Truth and Dare
Jun 18 2010 in Denise's Blog, Your Caregiving Journey by Denise
Today on Your Caregiving Journey, Anna Stookey joined us to continue our conversation about getting more help. You can listen to our show via the player at the bottom of the post.
Last month, we spoke about Self-Sufficiency Syndrome. Today, we took a closer look at those in the family who don’t help. And, as happens, when we look at others we turn to ourselves.
Anna shared an important an insight this morning: When we ask for help, we ask to be different and to be seen differently. We may take on a certain role in our family (nuturer, doer)–a role that we and others become comfortable in and with. When we ask for help, we are changing our role, which can cause discomfort for ourselves and for others.
And, here’s the key: We can be–just be–within the discomfort. It’s not our place to change other family members’ discomfort to comfort by saying, “Oh, gosh, I guess I can keep doing this. There’s no need to help.”
Here’s how it can look:
Carol, the family caregiver: “It’s really important for me to here for our caree. I can continue as long as I have two days off every month. How can we make that happen?”
Frank, a family member: “Oh, come on! You can’t be serious. You know I have too much going on right now. You know I’ve got a stressful job, an ex-wife who won’t give me a break and a teen-ager trying to send me to an early grave. I can’t believe you would ask me to help out with all that I’ve got going on.”
Rather than caving and removing her request, Carol says: “Yes, I understand. It’s a tough time for you. I also understand that I’m often worn out. I’ve made significant sacrifices. To keep going, I need two days off every month. I’ll let you give some thought as to how this can work. I’m open to all ideas. I’ll give you a call Tuesday to discuss.”
In this exchange, Carol spoke her truth (what she needs to continue) and dared to be different. She’s given Frank time to consider options. She’s also given herself time to research alternatives, in case Frank cannot step in. More important, she saved herself from rescuing Frank from his discomfort.
This next week, give some thought as to how you can dare to be different. Tell your truth, then take the dare.
Related Articles
- Diffusing Faulty Family Members (caregiving.com)
- Recovering from SSS and Facing Our Fears (caregiving.com)
- Letting Go of the Look of Stress (caregiving.com)
- Money, Stuff and Happiness (caregiving.com)

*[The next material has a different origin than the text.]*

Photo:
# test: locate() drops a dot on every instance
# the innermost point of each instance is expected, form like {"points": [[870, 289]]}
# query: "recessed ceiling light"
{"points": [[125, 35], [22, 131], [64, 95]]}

Sharon said on June 18, 2010
I just listened to this broadcast, and there were some interesting concepts expressed. I do think it is true that it is difficult to let go because of fear that someone else will not do our caregiving responsibilities as well simply because we as caregivers have been doing it longer.
I have been checking into outside paid resources for this fall, because I would like to attend some concerts with some friends. Even this makes me a little nervous.
I would also accept outside help from relatives if offered. Taking care of a spouse is a little different than a parent, however. With a parent in theory at least all the siblings are supposed to take equal responsibility.
I’m not sure how much I should ask of my husband’s siblings, however. My own siblings live 500 miles away. Can I expect a sister of my husband for example to come in and help my husband to the bathroom, to pull down and up his pants, and to dress him for bed; if I would like to be gone for a more extended period of time? Getting and asking for help is not always just an issue of “letting go” and daring to ask for help.
Denise said on June 19, 2010
Hi Sharon–I’m always so glad to read your perspectives. I look at caregiving as a family issue. I feel as much responsibility for caring for my parents, when they need it, as I do for my siblings, if they would need it. Of course, I may have a unique perspective. I guess the best way to understand how much your sisters-in-laws can help is to discuss with them. Who knows? Once they understand your needs and your challenges, perhaps a brother-in-law will step up to help. The key is to speak honestly about your situation and to ask for help, ideas, options.
A change in a caree’s condition that causes more intense caregiving is often only visible to the family caregiver. Incontinence, frailty, help with dressing are just a few of the secrets of a family caregiver. Others may be unaware that more help is needed simply because they don’t see when more help is given. That’s why it’s important to ask directly for more help–others can’t see that more help is needed.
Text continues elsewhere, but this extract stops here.